The recommended dose of Avsola is 3 mg/kg given as an intravenous induction regimen at 0, 2 and 6 weeks followed by a maintenance regimen of 3 mg/kg every 8 weeks thereafter for the treatment of moderately to severely active rheumatoid arthritis. Avsola should be given in combination with methotrexate. For patients who have an incomplete response, consideration may be given to adjusting the dose up to 10 mg/kg or treating as often as every 4 weeks bearing in mind that risk of serious infections is increased at higher doses.
The recommended dose of Avsola is 5 mg/kg given as an intravenous induction regimen at 0, 2 and 6 weeks followed by a maintenance regimen of 5 mg/kg every 6 weeks thereafter for the treatment of active ankylosing spondylitis..
The recommended dose of Avsola is 5 mg/kg given as an intravenous induction regimen at 0, 2 and 6 weeks followed by a maintenance regimen of 5 mg/kg every 8 weeks thereafter for the treatment of psoriatic arthritis. Avsola can be used with or without methotrexate.
The recommended dose of Avsola is 5 mg/kg given as an intravenous induction regimen at 0, 2 and 6 weeks followed by a maintenance regimen of 5 mg/kg every 8 weeks thereafter for the treatment of chronic severe (i.e., extensive and/or disabling) plaque psoriasis.
Avsola is usually administered by a healthcare provider in a medical setting making it unlikely for an overdose to occur. However, if overdose is suspected, seek emergency medical attention.
Keep all medical and laboratory appointments. For the best possible benefit, it is important to receive each scheduled dose of Avsola as directed. If you miss a dose, contact your doctor right away.
Avsola FDA Warning
WARNING: SERIOUS INFECTIONS AND MALIGNANCY
SEE FULL PRESCRIBING INFORMATION FOR COMPLETE BOXED WARNING.

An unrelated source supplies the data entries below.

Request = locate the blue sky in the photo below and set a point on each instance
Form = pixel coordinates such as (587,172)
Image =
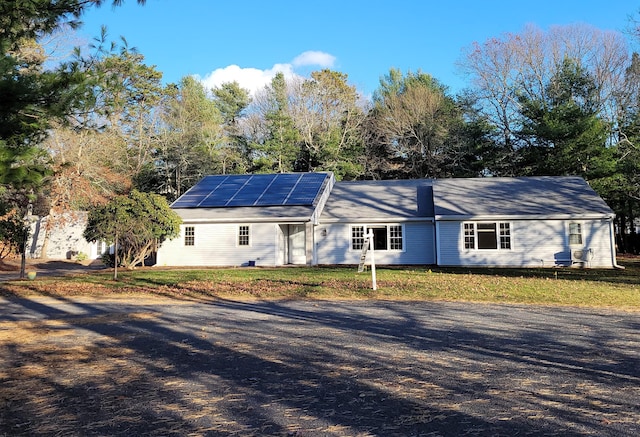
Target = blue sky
(250,40)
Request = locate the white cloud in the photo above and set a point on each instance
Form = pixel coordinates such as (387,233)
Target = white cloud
(312,58)
(255,79)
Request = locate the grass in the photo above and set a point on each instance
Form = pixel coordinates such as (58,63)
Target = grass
(575,287)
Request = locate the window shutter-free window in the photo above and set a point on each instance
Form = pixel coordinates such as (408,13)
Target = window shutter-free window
(575,234)
(243,235)
(357,237)
(189,236)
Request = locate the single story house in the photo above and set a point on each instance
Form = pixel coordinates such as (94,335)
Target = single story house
(309,219)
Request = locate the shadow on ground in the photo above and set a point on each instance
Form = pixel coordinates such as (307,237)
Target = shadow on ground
(159,367)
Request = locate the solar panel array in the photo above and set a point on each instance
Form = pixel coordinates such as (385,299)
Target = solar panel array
(253,190)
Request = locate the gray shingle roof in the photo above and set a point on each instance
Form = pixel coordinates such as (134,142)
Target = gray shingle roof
(526,196)
(379,200)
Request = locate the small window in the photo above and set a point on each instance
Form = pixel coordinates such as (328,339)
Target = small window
(357,237)
(189,236)
(575,234)
(243,235)
(505,236)
(487,236)
(379,237)
(385,237)
(469,236)
(395,237)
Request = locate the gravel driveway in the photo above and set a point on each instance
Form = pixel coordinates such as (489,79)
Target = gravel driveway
(307,368)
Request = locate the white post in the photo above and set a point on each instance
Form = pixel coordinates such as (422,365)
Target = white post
(373,260)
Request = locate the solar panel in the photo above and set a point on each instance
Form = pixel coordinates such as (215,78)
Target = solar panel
(253,190)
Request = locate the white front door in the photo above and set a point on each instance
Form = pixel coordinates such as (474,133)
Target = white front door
(297,249)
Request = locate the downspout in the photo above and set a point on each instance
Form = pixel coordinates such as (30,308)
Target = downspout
(436,239)
(612,238)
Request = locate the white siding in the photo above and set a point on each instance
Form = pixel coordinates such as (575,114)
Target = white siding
(333,245)
(534,244)
(216,245)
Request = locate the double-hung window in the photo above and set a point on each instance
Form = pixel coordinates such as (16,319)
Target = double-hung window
(244,235)
(487,236)
(385,237)
(575,234)
(189,236)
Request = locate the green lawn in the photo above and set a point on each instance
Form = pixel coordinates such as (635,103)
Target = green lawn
(582,287)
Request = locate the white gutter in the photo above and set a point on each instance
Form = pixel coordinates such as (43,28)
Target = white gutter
(397,219)
(524,217)
(281,220)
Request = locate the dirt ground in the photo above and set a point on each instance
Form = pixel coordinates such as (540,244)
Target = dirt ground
(95,367)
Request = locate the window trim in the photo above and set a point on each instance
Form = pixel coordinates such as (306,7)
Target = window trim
(240,235)
(580,233)
(189,236)
(503,234)
(391,239)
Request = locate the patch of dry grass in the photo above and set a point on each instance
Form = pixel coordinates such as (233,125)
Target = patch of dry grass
(583,287)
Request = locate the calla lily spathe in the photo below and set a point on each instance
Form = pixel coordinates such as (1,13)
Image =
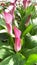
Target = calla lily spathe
(17,44)
(8,20)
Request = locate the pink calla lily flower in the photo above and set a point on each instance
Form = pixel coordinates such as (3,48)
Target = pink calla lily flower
(17,45)
(8,20)
(26,3)
(17,32)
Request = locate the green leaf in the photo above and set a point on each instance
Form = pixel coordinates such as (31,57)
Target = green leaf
(32,60)
(30,41)
(15,59)
(5,50)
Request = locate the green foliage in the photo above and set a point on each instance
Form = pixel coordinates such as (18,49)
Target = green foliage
(28,53)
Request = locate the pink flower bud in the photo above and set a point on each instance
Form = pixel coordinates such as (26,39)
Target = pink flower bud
(17,32)
(17,45)
(8,20)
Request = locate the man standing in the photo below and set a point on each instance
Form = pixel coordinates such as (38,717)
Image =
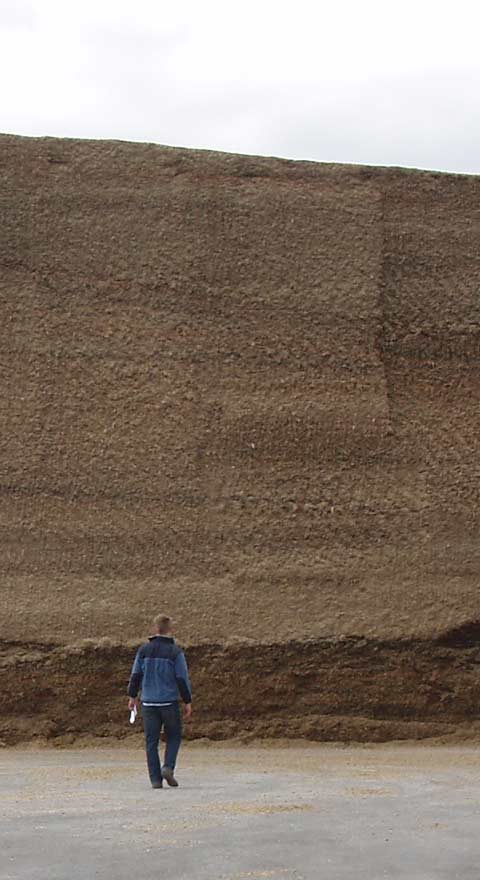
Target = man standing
(160,671)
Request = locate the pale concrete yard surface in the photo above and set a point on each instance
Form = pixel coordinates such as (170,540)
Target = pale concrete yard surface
(243,813)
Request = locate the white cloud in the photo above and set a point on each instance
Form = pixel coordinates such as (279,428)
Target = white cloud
(374,82)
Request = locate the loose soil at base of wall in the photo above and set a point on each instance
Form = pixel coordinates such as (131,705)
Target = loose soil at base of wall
(350,689)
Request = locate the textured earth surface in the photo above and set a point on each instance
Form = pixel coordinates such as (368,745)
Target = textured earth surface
(244,390)
(243,814)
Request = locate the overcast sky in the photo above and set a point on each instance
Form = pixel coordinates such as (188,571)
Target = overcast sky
(378,82)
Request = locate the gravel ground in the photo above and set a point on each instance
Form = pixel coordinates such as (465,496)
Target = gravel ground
(243,813)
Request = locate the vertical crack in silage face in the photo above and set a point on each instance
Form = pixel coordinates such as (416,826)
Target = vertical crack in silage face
(381,338)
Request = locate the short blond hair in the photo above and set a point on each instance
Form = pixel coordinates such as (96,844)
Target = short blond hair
(163,622)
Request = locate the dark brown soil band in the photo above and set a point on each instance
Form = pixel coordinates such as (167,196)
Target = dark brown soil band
(350,689)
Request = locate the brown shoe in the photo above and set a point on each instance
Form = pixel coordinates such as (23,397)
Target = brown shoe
(167,774)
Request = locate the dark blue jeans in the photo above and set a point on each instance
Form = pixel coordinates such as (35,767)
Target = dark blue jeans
(154,719)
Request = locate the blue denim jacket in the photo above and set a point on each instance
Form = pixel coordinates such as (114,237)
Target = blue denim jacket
(160,671)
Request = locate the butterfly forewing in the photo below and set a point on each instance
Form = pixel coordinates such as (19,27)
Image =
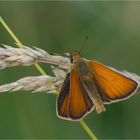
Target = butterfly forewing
(111,85)
(63,98)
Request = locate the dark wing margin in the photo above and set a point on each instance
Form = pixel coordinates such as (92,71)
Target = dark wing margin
(63,98)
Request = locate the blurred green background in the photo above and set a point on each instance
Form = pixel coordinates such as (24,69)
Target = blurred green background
(113,30)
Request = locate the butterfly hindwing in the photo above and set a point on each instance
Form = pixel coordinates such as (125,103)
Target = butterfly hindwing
(73,102)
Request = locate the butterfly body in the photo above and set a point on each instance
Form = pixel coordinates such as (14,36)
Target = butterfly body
(91,84)
(87,79)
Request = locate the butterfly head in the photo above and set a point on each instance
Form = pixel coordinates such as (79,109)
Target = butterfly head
(75,57)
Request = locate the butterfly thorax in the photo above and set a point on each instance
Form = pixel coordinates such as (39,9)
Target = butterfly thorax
(87,80)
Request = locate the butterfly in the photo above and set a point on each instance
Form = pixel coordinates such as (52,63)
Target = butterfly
(90,85)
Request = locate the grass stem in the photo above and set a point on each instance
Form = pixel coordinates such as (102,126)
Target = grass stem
(38,67)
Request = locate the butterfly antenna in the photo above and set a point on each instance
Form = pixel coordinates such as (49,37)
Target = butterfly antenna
(84,44)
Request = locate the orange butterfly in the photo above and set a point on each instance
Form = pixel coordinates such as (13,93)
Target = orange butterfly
(91,84)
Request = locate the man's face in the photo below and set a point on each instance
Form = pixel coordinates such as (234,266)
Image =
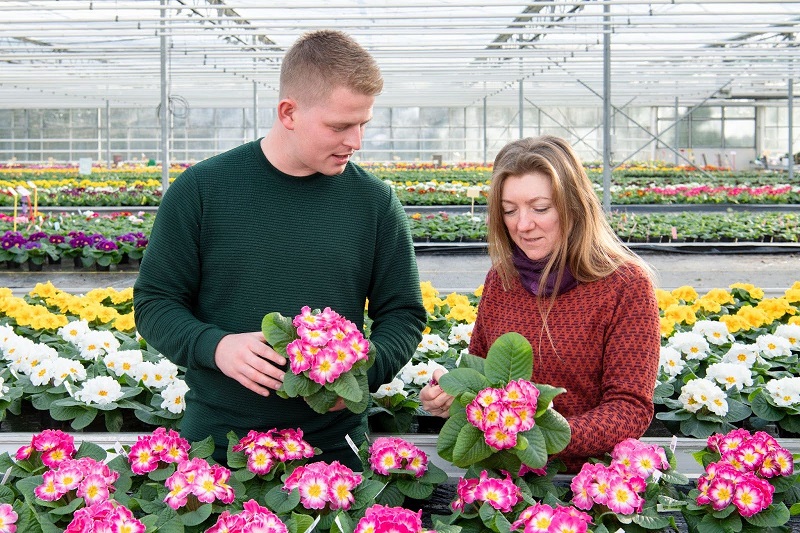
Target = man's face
(325,134)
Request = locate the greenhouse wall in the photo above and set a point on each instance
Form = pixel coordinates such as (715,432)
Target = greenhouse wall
(726,136)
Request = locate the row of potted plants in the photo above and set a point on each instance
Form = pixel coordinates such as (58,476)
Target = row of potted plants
(269,482)
(746,348)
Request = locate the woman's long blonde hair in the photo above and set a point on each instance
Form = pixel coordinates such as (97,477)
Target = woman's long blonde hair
(589,247)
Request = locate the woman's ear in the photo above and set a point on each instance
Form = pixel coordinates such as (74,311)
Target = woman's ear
(286,112)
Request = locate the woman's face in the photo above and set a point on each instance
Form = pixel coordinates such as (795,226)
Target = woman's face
(530,215)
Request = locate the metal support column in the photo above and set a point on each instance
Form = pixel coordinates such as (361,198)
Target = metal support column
(164,110)
(255,110)
(607,107)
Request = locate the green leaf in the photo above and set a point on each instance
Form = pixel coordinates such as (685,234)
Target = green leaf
(279,331)
(202,449)
(361,405)
(762,408)
(470,447)
(461,380)
(510,357)
(322,400)
(413,489)
(472,361)
(546,395)
(292,383)
(555,429)
(281,502)
(85,418)
(448,435)
(348,388)
(198,516)
(775,515)
(535,454)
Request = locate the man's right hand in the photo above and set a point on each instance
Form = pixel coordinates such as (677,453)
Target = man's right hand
(248,359)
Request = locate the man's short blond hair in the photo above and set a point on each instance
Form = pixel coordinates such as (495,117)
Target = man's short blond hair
(322,60)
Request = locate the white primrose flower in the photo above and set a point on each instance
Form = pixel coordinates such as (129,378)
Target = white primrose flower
(419,374)
(670,361)
(123,361)
(100,390)
(741,354)
(699,393)
(73,331)
(771,346)
(61,368)
(164,372)
(460,333)
(390,389)
(693,345)
(790,332)
(785,392)
(731,375)
(432,343)
(173,395)
(714,331)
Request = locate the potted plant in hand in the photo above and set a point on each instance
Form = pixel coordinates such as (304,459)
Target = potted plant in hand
(498,418)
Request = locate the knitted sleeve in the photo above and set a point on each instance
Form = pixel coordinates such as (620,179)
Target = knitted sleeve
(630,362)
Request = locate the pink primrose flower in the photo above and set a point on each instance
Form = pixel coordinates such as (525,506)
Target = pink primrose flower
(8,517)
(387,453)
(93,489)
(487,397)
(105,516)
(299,361)
(752,496)
(48,491)
(313,336)
(326,368)
(622,499)
(502,494)
(384,519)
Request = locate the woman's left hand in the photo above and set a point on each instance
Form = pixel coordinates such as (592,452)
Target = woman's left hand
(434,399)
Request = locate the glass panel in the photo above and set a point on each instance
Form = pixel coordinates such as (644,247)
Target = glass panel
(740,133)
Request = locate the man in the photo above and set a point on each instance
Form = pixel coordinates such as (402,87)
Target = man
(275,225)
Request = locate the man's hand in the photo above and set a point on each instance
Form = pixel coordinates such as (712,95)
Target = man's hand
(246,358)
(434,399)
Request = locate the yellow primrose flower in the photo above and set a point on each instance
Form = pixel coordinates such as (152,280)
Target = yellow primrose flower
(793,294)
(680,314)
(706,304)
(721,296)
(428,291)
(754,317)
(685,293)
(125,322)
(735,323)
(665,299)
(667,326)
(463,313)
(454,299)
(754,291)
(776,308)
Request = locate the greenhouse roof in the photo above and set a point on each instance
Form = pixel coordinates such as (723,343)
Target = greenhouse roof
(56,54)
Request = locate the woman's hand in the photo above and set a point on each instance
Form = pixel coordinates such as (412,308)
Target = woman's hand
(434,399)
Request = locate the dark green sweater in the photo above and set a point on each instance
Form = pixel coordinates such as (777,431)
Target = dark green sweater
(235,239)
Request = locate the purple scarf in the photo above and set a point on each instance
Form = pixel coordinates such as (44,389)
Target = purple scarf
(530,274)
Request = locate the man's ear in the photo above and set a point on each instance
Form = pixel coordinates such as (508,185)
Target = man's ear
(286,110)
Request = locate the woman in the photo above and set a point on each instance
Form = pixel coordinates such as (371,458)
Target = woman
(585,302)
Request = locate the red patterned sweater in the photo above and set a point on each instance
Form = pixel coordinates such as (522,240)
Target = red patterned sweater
(606,337)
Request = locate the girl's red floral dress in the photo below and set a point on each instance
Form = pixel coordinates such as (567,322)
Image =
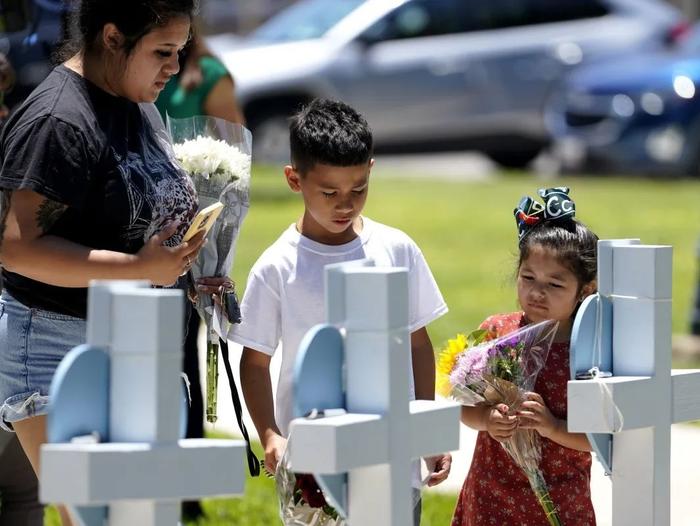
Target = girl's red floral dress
(496,492)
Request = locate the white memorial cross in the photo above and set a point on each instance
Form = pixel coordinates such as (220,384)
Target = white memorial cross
(644,397)
(383,430)
(144,470)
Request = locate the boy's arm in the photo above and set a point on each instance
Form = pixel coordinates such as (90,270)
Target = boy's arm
(423,360)
(257,391)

- Increased risk of serious infections leading to hospitalization or death, including tuberculosis (TB), bacterial sepsis, invasive fungal infections (such as histoplasmosis) and infections due to other opportunistic pathogens.
- Discontinue AVSOLA if a patient develops a serious infection.
- Perform test for latent TB; if positive, start treatment for TB prior to starting AVSOLA. Monitor all patients for active TB during treatment, even if initial latent TB test is negative.
- Lymphoma and other malignancies, some fatal, have been reported in children and adolescent patients treated with tumor necrosis factor (TNF) blockers, including infliximab products.
- Postmarketing cases of fatal hepatosplenic T-cell lymphoma (HSTCL) have been reported in patients treated with TNF-blockers including infliximab products. Almost all had received azathioprine or 6-mercaptopurine concomitantly with a TNF-blocker at or prior to diagnosis. The majority of cases were reported in patients with Crohn’s disease or ulcerative colitis, most of whom were adolescent or young adult males.